Hitchhiker's Guide to Religion
The Anaconda Who Is the River Itself — hero image
Amazon

The Anaconda Who Is the River Itself

traditional time — the present of the river, which does not change · The upper Amazon and its tributaries — the rivers of Peru, Ecuador, and Colombia where the anaconda is the largest living animal

← Back to Stories

In the cosmologies of the upper Amazon, the great anaconda is not merely a reptile but the embodiment of the river — its body is the river's body, its movement is the current, and the shamans who work with the river must ultimately work with the serpent who is the river's spirit.

When
traditional time — the present of the river, which does not change
Where
The upper Amazon and its tributaries — the rivers of Peru, Ecuador, and Colombia where the anaconda is the largest living animal

The river has a mother.

Every river in the upper Amazon has a madre — a mother spirit, the animating intelligence of the water. The fishermen know it when a net comes up empty three days running. The women who wash clothes at the bank know it when the water has a different quality than usual — colder, or with a strange current. The shamans know it by its proper form: an anaconda of impossible size, longer than the river’s widest crossing, whose body is the river’s body.
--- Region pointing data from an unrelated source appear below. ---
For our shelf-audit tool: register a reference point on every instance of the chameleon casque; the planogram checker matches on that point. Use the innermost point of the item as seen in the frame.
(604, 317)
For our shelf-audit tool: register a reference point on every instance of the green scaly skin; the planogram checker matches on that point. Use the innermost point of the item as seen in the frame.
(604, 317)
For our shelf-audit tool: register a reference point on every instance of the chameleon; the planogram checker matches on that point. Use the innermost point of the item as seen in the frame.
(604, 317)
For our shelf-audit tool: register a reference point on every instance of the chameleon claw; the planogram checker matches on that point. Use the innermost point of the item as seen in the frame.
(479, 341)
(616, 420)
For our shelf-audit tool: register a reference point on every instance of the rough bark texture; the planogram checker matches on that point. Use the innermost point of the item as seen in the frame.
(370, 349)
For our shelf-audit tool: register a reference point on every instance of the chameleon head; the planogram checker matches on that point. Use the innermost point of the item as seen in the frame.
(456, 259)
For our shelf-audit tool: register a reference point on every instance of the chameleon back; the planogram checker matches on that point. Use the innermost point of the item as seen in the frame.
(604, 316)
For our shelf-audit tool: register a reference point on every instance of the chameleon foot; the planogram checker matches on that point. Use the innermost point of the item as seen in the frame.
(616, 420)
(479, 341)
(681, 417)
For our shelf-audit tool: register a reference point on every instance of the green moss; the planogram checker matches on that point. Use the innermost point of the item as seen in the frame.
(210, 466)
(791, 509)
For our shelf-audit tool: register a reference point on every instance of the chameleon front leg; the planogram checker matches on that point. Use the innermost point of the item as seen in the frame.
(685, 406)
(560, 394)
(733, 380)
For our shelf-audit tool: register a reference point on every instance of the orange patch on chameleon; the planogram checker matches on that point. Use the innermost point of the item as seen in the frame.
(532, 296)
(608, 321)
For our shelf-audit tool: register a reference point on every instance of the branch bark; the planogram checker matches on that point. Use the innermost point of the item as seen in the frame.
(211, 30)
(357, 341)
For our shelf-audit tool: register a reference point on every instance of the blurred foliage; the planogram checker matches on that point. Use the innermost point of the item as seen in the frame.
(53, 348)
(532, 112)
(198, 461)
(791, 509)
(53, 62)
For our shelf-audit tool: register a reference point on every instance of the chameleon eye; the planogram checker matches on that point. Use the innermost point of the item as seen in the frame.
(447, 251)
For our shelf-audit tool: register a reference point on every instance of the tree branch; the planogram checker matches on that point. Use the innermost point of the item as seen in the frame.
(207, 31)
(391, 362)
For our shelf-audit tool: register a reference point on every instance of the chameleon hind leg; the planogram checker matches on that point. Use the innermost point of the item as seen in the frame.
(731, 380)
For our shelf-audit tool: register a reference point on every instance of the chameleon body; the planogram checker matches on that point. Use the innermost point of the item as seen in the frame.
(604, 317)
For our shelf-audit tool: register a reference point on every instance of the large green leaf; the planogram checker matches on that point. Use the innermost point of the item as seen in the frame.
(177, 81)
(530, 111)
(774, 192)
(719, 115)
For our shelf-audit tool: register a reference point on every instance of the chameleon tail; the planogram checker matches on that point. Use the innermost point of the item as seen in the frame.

Yakumama. Mother of the Water.

She is not threatening by nature. She is old and vast and largely indifferent to what happens above the surface. But the river’s health depends on her presence, and her absence — which can be caused by serious pollution, by acts of violence committed at the river, by disrespect from the communities who depend on the water — would end the river as a living system.

The yachak who works with the river makes regular contact. He goes to the water at the hour before dawn, which is the time of least human activity and therefore the easiest time to reach the layer of existence where yakumama is accessible. He sits at the water’s edge and enters the specific trance that reaches the underwater world.


The underwater world in Amazonian cosmology is not a mirror of the surface world. It is its own country, with its own geography, its own inhabitants, its own rules about what is possible. The boto — the Amazon river dolphin — is the most accessible resident: the boto crosses between the underwater world and the surface world freely, and it has the ability to take human form at night, which is why it is dangerous and beloved simultaneously. The big fish — the arapaima, the pacu — are the underwater world’s cattle, tended by spirits who are not dolphins.

And yakumama coils through all of it, everywhere, her body the river’s actual substance.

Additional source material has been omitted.